The first buffer areas 111 and 115 are configured to store the
unshaded vertexes and pixels. The second buffer areas 113 and 117
are configured to store the shaded vertexes and pixels.
[0032] Comparing with the conventional universal architectures, the
shaders 151, 153, 155 and 157 based on the universal architecture
of the present invention may be controlled by the tag flow to
actively retrieve the unshaded vertexes and pixels from the first
buffer areas 111 and 115. After shading, the shaders 151, 153, 155
and 157 store the shaded vertexes and pixels back into the second
buffer areas 113 and 117. The raster 23, the raster operator 25,
the entropy encoder 27 and other hardware 29 are also controlled by
the tag flow to complete the corresponding processes.
[0033] Please refer to FIG. 6, which is a schematic view of the
pixel-recorder architecture comprising the first buffer areas 111
and 115 the second buffer areas 113 and 117, the scheduler 13, the
shaders 151, 153, 155 and 157, the rasters 31, 33 and 35 and the
raster operator 37. The first buffer areas 111 and 115 are
configured to store the unshaded vertexes and pixels. The second
buffer areas 113 and 117 are configured to store the shaded
vertexes and pixels.
[0034] Comparing with the conventional pixel-recorder
architectures, the shaders 151, 153, 155 and 157 based on the
pixel-recorder architecture of the present invention may be
controlled by the tag flow to actively retrieve the unshaded
vertexes and pixels from the first buffer areas 111 and 115. After
shading, the shaders 151, 153, 155 and 157 store the shaded
vertexes and pixels back into the second buffer areas 113 and 117.

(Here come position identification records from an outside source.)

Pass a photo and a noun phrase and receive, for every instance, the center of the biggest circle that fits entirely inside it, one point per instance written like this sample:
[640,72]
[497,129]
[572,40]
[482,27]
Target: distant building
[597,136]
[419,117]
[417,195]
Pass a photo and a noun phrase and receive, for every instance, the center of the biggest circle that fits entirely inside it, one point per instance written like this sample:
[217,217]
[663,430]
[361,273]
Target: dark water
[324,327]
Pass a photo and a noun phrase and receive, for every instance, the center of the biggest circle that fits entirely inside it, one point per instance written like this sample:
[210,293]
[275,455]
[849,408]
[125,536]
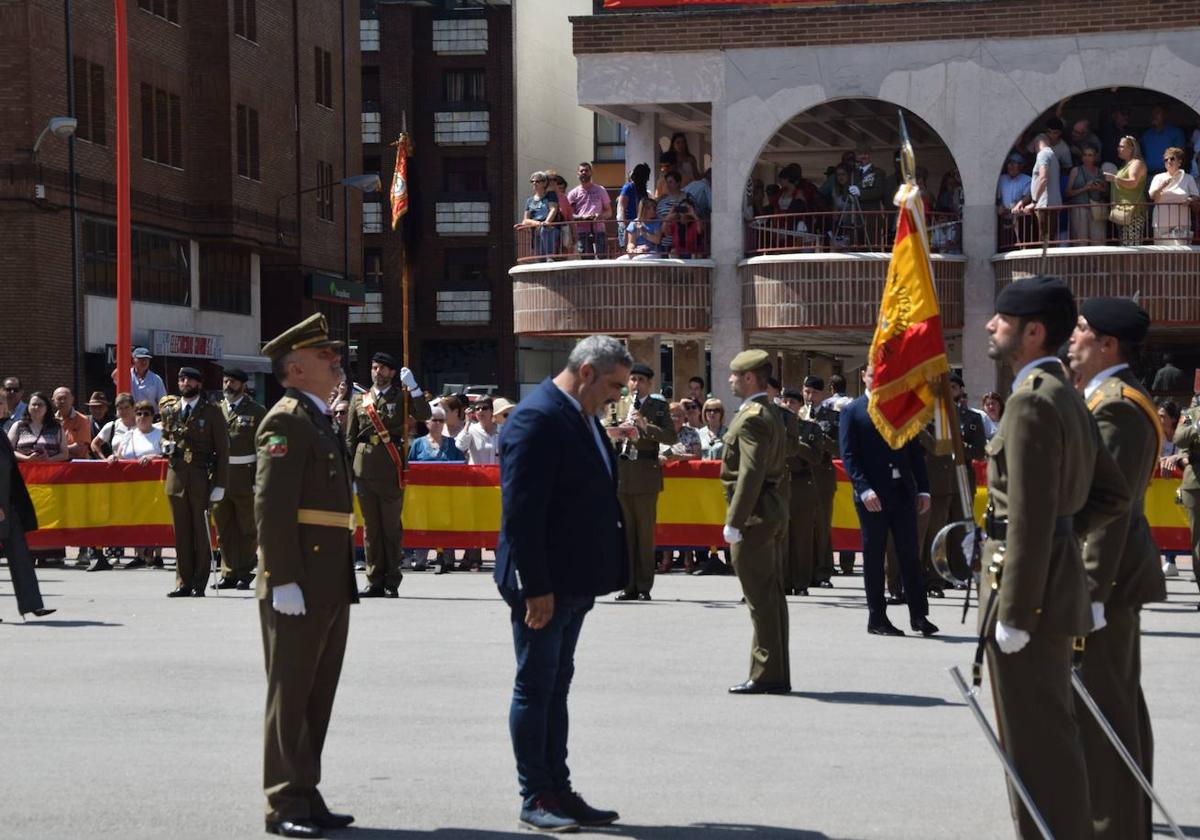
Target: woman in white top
[144,442]
[1174,193]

The rasters 31, 33, 35 and raster operator 37 are also controlled
by the tag flow to complete the corresponding processes (such as
sorting the output pixels according to the tag to make them back to
their triangles).
[0035] A second preferred embodiment of the present invention is
shown in FIG. 7, which is a flowchart of a data processing method
for a data processing apparatus as described in the first
embodiment. The data processing apparatus comprises a buffer, a
scheduler and a process node. The process node is electrically
connected to the buffer and the scheduler, and the buffer is
further electrically connected to the scheduler. The buffer
comprises a first buffer area and a second buffer area. The first
buffer area is configured to store a first data that has not been
processed, e.g., vertices and pixels that have not been shaded in a
3D image; and the second buffer area is configured to store media
data that have already been processed, e.g., vertices and pixels
that have already been shaded in the 3D image.

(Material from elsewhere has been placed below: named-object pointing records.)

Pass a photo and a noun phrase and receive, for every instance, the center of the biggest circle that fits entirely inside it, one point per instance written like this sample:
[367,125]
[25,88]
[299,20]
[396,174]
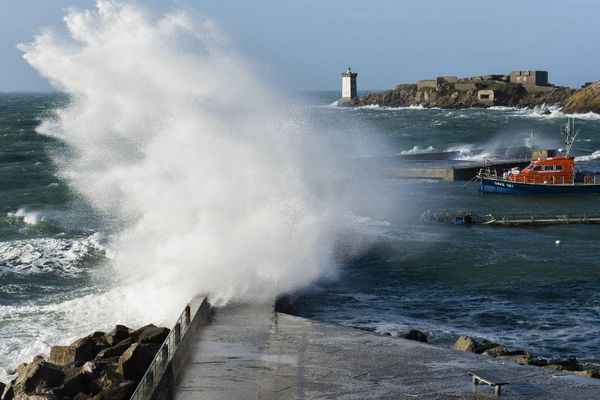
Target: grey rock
[120,333]
[566,364]
[495,351]
[150,334]
[121,392]
[36,377]
[518,356]
[63,355]
[591,373]
[134,362]
[465,343]
[106,381]
[114,351]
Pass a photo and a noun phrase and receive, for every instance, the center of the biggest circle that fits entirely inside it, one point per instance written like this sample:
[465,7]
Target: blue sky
[304,45]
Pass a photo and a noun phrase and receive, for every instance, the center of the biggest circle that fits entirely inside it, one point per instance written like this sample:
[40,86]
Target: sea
[512,285]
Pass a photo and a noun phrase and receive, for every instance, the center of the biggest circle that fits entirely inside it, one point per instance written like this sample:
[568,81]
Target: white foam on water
[46,255]
[222,188]
[420,150]
[28,217]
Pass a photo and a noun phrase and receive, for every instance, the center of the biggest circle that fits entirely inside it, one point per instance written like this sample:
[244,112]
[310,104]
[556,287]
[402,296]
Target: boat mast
[569,134]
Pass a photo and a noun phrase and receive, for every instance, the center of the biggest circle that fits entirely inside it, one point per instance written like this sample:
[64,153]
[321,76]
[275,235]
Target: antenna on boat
[569,134]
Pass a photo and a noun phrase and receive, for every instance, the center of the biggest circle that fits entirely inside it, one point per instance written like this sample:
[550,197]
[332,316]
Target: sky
[305,45]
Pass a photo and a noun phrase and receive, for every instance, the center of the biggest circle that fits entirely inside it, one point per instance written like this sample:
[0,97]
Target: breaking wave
[61,257]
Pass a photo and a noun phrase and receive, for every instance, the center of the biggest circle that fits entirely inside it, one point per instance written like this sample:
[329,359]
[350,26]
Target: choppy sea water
[512,285]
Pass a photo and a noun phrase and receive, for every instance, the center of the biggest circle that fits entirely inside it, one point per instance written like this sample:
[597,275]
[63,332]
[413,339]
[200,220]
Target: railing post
[164,353]
[187,315]
[177,333]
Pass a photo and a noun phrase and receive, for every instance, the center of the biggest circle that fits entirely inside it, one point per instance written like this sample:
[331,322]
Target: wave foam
[28,217]
[46,255]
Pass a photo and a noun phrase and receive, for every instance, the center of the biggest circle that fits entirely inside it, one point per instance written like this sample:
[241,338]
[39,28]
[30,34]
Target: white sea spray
[222,188]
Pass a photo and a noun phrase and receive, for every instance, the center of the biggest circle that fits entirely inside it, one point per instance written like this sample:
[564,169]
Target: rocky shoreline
[491,349]
[100,366]
[483,92]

[0036] Firstly, step S401 is executed to enable the scheduler to
schedule the first data into a process; and step S402 is executed
to enable the scheduler to generate a first tag for indicating that
the first data has been scheduled into the process. It shall be
noted that, apart from indicating that the first data has been
scheduled into the process, the first tag is further configured to
indicate that the first data shall be stored back into the second
buffer area of the buffer after being shaded. In other words, the
first tag is configured to indicate any processing and actions that
need to be made on the first data during the shading process, but
is not merely limited to indicating that the first data has been
scheduled into the process and shall be stored back into the second
buffer area of the buffer after being shaded.

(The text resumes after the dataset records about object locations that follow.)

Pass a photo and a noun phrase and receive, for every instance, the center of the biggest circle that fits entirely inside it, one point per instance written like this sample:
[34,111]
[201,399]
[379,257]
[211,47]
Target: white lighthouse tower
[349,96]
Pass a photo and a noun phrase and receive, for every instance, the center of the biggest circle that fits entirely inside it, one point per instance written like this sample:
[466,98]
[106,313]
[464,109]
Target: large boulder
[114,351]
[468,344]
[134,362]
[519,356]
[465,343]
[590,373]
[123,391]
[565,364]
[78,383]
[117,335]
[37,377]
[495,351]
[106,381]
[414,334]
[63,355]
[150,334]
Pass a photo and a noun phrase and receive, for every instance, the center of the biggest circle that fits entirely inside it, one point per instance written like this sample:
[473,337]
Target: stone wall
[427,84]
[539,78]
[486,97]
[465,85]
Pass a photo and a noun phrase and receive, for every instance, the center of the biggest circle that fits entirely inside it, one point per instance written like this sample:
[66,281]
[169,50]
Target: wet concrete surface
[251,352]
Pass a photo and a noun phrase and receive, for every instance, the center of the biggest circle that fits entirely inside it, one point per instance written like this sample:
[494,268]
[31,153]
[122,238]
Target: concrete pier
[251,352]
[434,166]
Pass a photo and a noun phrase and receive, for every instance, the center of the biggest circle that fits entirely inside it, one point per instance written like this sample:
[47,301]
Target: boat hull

[0037] After generation of the first tag, step S403 is executed to
enable the process node to actively retrieve the first data from
the first buffer area of the buffer according to the first tag, and
step S404 is executed to enable the process node to process the
first data. As compared to the conventional scheduling technology
in which the process node is only allowed to passively receive and
process a data, the data processing method of this embodiment can
enable the process node to actively retrieve from the first buffer
area of the buffer and process the first data according to the
first tag.
[0038] Next, step S405 is executed to enable the process node to
generate a second data after processing the first data, and step
S406 is executed to enable the process node to store the second
data back into the second buffer area of the buffer according to
the first tag. In detail, the data processing method of this
embodiment can enable the process node to further learn from the
first tag that the second data shall be stored back into the second
buffer area of the buffer. Accordingly, the process node stores the
second data back into the second buffer area of the buffer
according to the first tag.
[0039] Finally, step S407 is executed to enable the process node
to, after processing of the first data is completed, generate a
second tag, which indicates that processing of the first data has
been completed, for use in a subsequent process. More specifically,
if subsequent processing is necessary for the second data, other
hardware can learn from the second tag that processing of the first
data has been completed and the second data has been generated and
can also learn the position where the second data is stored.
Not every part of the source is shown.